Позже мы лежали вместе, со сплетенными руками и ногами, моя голова покоилась на его плече. Как это было странно, лежать там с мужчиной, который не был Дэйном. Более странным было то, что это казалось настолько естественным. Даже Дэйн принимал нашу связь, хотя не верил в традиционные отношения.
— Джек, — сонно произнесла я.
— Что? — Его рука, медленно проходила сквозь мои волосы.

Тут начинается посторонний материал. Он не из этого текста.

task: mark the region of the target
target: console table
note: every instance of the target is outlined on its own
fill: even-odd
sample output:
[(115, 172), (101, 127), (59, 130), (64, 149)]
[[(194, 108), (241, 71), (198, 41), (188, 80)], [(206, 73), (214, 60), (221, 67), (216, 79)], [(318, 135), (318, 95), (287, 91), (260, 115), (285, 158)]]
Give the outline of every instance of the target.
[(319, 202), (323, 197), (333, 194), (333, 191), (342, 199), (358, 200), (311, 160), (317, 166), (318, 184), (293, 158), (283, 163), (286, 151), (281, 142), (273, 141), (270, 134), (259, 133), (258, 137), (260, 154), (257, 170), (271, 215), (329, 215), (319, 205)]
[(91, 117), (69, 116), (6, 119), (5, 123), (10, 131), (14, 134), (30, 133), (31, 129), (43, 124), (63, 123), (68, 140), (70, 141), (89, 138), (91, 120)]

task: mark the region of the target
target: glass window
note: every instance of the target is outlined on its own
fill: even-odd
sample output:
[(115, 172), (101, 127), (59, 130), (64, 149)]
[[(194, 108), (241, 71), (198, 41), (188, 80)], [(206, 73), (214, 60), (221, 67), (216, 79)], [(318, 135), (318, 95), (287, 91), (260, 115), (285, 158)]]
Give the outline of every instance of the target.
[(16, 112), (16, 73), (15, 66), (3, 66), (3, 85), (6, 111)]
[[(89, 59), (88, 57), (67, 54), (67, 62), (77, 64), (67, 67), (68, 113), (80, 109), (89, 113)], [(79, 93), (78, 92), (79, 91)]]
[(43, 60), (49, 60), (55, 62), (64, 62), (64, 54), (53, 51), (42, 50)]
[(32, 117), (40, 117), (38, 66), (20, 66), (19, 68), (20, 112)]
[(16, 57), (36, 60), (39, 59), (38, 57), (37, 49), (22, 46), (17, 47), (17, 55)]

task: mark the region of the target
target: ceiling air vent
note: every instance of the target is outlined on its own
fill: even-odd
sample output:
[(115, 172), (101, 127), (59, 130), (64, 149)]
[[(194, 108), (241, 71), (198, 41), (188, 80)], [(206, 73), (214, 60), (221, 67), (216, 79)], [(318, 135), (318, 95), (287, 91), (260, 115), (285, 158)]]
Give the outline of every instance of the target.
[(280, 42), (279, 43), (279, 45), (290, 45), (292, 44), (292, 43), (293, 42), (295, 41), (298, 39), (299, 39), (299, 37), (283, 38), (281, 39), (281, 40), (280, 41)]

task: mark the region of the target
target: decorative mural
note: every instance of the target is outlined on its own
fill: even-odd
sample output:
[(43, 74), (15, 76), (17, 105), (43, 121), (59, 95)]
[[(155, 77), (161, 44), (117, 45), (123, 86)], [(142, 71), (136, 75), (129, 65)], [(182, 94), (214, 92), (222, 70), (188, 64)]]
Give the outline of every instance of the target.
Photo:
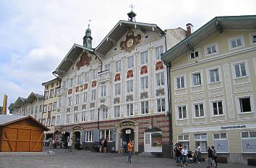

— У нас традиционные отношения?
— В противоположность тому, что было у вас с Дэйном? Да, я сказал бы, что это — то, что между нами.
— Значит… это вроде обязательств между нами?
Джек колебался, перед тем как ответить:
— Это — то, чего я хочу, — сказал он, наконец. — Как насчет тебя?
— Меня немного беспокоит то, что все происходит так быстро.
— Что говорит твой внутренний голос?
— Мой внутренний голос и я в настоящее время не разговариваем друг с другом.
Он улыбнулся:
— Мой почти всегда бывает прав. И он говорит мне, что это стоящее дело. — Джек провел пальцами вдоль моего позвоночника, от чего мое тело покрылось гусиной кожей. — Давай попробуем это только между тобой и мной. Никаких других людей, никаких развлечений на стороне. Давай узнаем, на что это похоже. Хорошо?
— Хорошо. — Я зевнула. — Но только для ясности, у нас с тобой не может быть ничего серьезного. У этого нет никакого будущего.
— Спи, — прошептал он, укрывая мне плечи.
Мои глаза уже слипались:
— Да, но ты слышал, что я…
— Я слышал тебя. — И он обнимал меня, пока я спала.
Мое расслабленное расположение духа было разрушено, как только мы возвратились на Мейн 1800, и я прослушала автоответчик. Тара звонила трижды, и с каждым разом ее голос звучал все более возбужденным, когда она просила перезвонить ей неважно как поздно это будет.
— Это о нашей встрече с Марком Готтлером, — хмуро сказала я Джеку, когда он поставил люльку малыша и поднял ребенка к своему плечу. — О договоре. Я уверена в этом. Мне было интересно, скажет ли он что-нибудь ей.
— Ты говорила ей, что мы видели его?
— Нет, я не хотела, чтобы Тара беспокоилась об этом. Предполагается, что она собирается с мыслями… она уязвима… Если Готтлер расстроил ее всем этим, я убью его.